На этот раз Марсель промазал мимо ботинок. Впрочем, ботинкам и так досталось — моряков рвало обильно и часто.

Медэксперт Док-51, дописывая своим неровным почерком рапорт, констатировал, что «жертва» состояла из: а) варикозного тучного тела, б) головы девочки: аккуратная прическа, глаза открыты и накрашены, на веках тени, на ресницах тушь, в) двух маленьких собачьих лап в качестве рук. Эту информацию, которая могла быть известна лишь убийце, держали в секрете для того, чтобы избежать лживых признаний и надуманных доносов. С другой стороны, оказалось нелегко объяснить матери Жюльет, почему бессмысленно нести платье для облачения тела девочки.

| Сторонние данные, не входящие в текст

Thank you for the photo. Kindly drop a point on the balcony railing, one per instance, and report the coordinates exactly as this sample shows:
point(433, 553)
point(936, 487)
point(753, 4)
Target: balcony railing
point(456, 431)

Жан-Жан впал в такую ярость, что в комиссариате можно было услышать, как пролетит муха. А надо сказать, что жужжал их в помещении, наверное, целый батальон, который был в состоянии оживить сцены атаки на Перл-Харбор: они лезли в рот, садились на руки и чертовски досаждали. Мелани, секретарша Жан-Жана, вооружившись свернутым в трубку журналом «Мари-Клэр», пыталась бороться с мухами, хлопая исподтишка, чтобы не злить патрона.

— Хватит бегать за этими долбаными мухами! — заорал вдруг Жан-Жан.

Девушка сокрушенно застыла, потом мелкими шажками двинулась к своему стулу. О повышении зарплаты лучше было не заикаться.

4

Становилось все жарче. Город тонул в поднимавшемся с моря тумане и потел, как грузная старуха. Марсель чувствовал, как пот течет у него по бокам, струится из-под мышек, ручейками сбегает по бедрам, и так до самих сандалий. Просто бесплатная сауна! К счастью, формы на нем не было.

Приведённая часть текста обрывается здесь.